Born in 1982 in Yamagata Prefecture.
Graduated from the Graduate School of Tokyo Zokei University in 2007, with a degree in Painting.
From 2007-2010, she worked as an assistant in Painting at Tokyo Zokei University.
Harada has created an imaginary world with houses and parks on the computer and continues to paint landscapes seen from standing in this imaginary space. Trees grow there, and even a gallery exists to display the paintings. The computer-generated landscapes may not appear realistic as they lack atmospheric thickness. As a result, the colors do not have the same ambiguous gradations caused by lighting in the real world. It is an imaginary world depicted in a picture of the world inside a computer from a long time ago. Even so, the sun rises there, and shadows move with time. Harada thus replaces her world, which she created through the simulation of a landscape painting on a canvas in reality, and paints a picture in the real world. Recently, Harada creates three-dimensional works which involve a nested relationship between virtual and physical spaces, in which objects painted in virtual space appear in reality, and are then painted again.
Meal for the Holy Spirit 5
BY Nozomi Tanaka
Rice is rooted in Japanese people’s lives and is an essential item in our life. Japan still has a custom of offering rice and some food to ancestors, sometimes a pile of rice. It is a wish that even in the afterlife, people will have plenty of rice to eat so that they do not worry about food in that world.
This time, with this artwork which expresses the ancient Japanese custom of honoring the souls of ancestors, I had the opportunity to experience the Japanese way of thinking and the custom of their ancestors.

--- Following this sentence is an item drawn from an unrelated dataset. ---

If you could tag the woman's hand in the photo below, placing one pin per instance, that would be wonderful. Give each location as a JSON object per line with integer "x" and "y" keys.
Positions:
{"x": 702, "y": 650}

I realized once again that the artwork is not only a means of expressing the artist’s feelings/thoughts, but also a means of remembering or telling something almost forgotten. There are many ways of thinking and feeling about the afterlife in the world. Through this artwork, I hope you will also have the opportunity to learn about the Japanese way of thinking about our ancestors.
Octopus
BY Keiji Ishida
The artist Ishida created this artwork in his studio in Naha, Okinawa.
He used oil pastels for the first time to create this work, which was a new challenge for him.

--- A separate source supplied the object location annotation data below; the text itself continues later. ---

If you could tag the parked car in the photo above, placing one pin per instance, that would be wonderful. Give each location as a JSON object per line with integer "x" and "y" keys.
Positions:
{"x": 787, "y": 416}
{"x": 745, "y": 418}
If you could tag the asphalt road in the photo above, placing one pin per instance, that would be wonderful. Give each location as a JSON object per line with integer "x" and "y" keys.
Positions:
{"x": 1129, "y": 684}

That is why this work expresses a vibrant color.
I felt the dynamic and lively movements of the octopus and its child depicted in the painting.

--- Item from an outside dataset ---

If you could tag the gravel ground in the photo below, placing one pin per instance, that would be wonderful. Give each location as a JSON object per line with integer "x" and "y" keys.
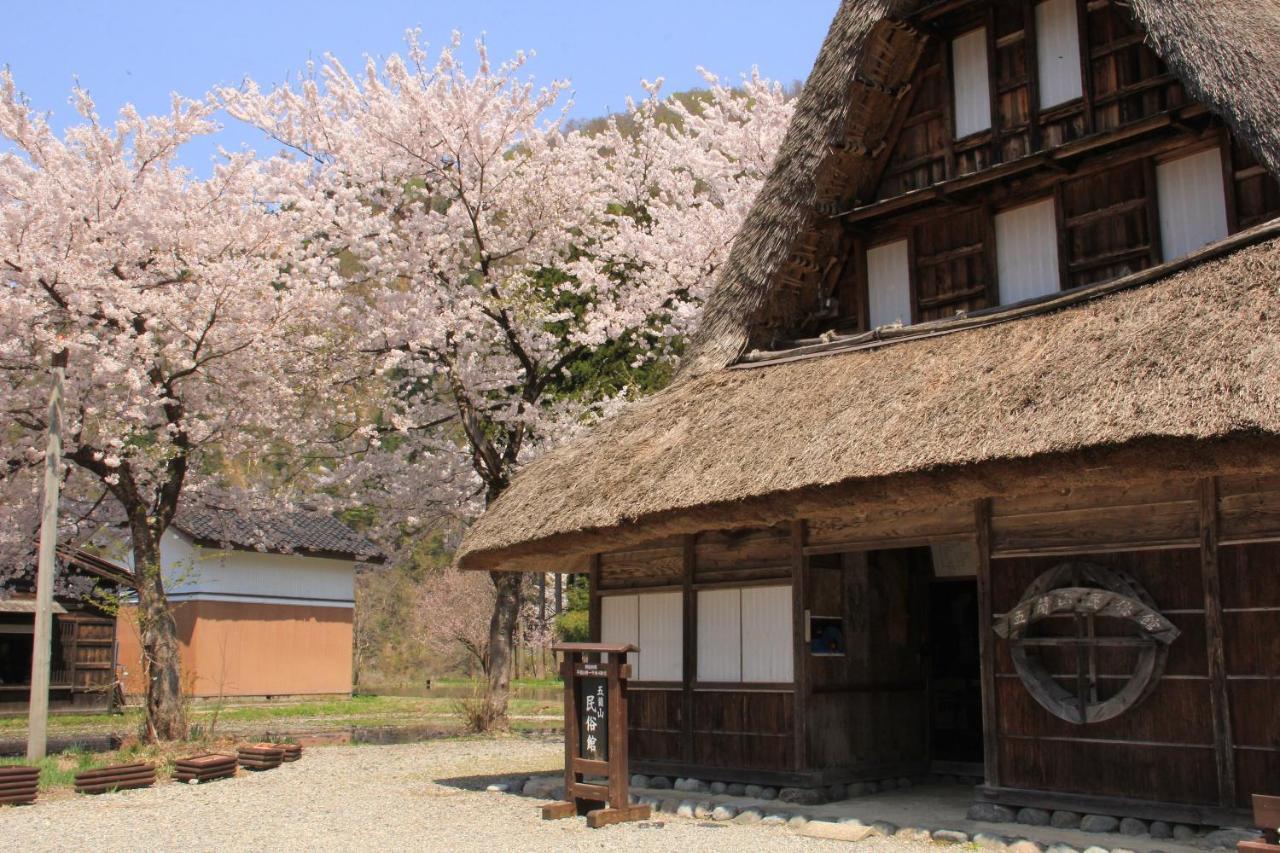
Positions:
{"x": 417, "y": 797}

What do you think the octopus and the child are doing in the painting?
I hope that the viewer will enjoy the dynamism and powerful movements of this painting.
Condominium of Houses
BY Bunpei Kado
Each house, where people spend their everyday lives, has their faces.
Like clothing, you can imagine the personalities of the people who live there.
Stopping a moment to look and dream of living in such a house.
Capturing the smell of a nice warm dinner on the way home.
An urban house – a condominium – stretches up to the sky.
I wonder what kind of ” house” is hidden behind the regularly lined doors.